Quaid-i-Azam Mohammad Ali Jinnah excels the criterion of a national hero and leader by dint of his intellectual capacity, a deep understanding of the political situation in the then British India and his excellent leadership qualities, which enabled him to lead a movement that transformed the Muslim Community of South Asia into a Pakistani nation.

He was truly a leader of stature who left a strong imprint on the course of history. One can identify three distinct phases of his leadership career. The first phase was conterminous with period of his association with the Congress i.e. from 1906 to 1920. The second phase, which ended in 1937 and marked the beginning of his confrontation with Congress, was the main feature. The third phase, the epoch-making one, had changed the destiny of the nation, lasted from 1937 to 1947.

In the first phase, Jinnah worked for the national freedom through Hindu-Muslim unity, with the belief that the two major communities would share the power after freedom. The nationalist Jinnah with firm Muslim identity was the main feature of this phase.

The second phase comprises of two main features, the rights and interests for self-determination, and getting recognition from Hindus of the Muslim entity and individuality in Indian politics. His quest for Hindu-Muslim unity, through a national pact continued all through the second phase and even in the beginning of the third one, it ended finally in about 1937-38.Freedom still remained the core aim but there was a dramatic change in the perception. Now the struggle was based on the idea of a separate nationalism and the partition of India. His success can be explained in terms of the combination of his drive and authority, his integrity and ability to inspire loyalty in the lieutenants, with exhilaration of the call for Pakistan. However in seeking power for Muslims and taking up the demand for Pakistan he took up a charismatic goal--a goal which had not only lying close to their (Muslims) hearts, ever since they had lost political power to the British, but had also haunted them.

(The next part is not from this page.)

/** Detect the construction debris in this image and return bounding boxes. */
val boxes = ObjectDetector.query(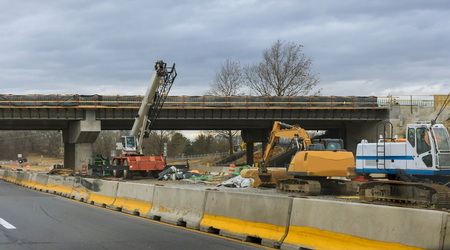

Iqbal projected the vision of a ‘New World’, for the Muslims of Indo-Pakistan sub-continent. He was the pioneer to see the vision of separate homeland for the Muslims-Pakistan. It was he who convinced the Quaid to do his best for the Muslims. Jinnah, however, with his own political genius and his expert views on politics, partition issues, on economics, industry, and on the manifold problems of state carried the torch of wisdom to the culmination of this great vision. He himself was Pakistan and he put his heart and brain into the ideology!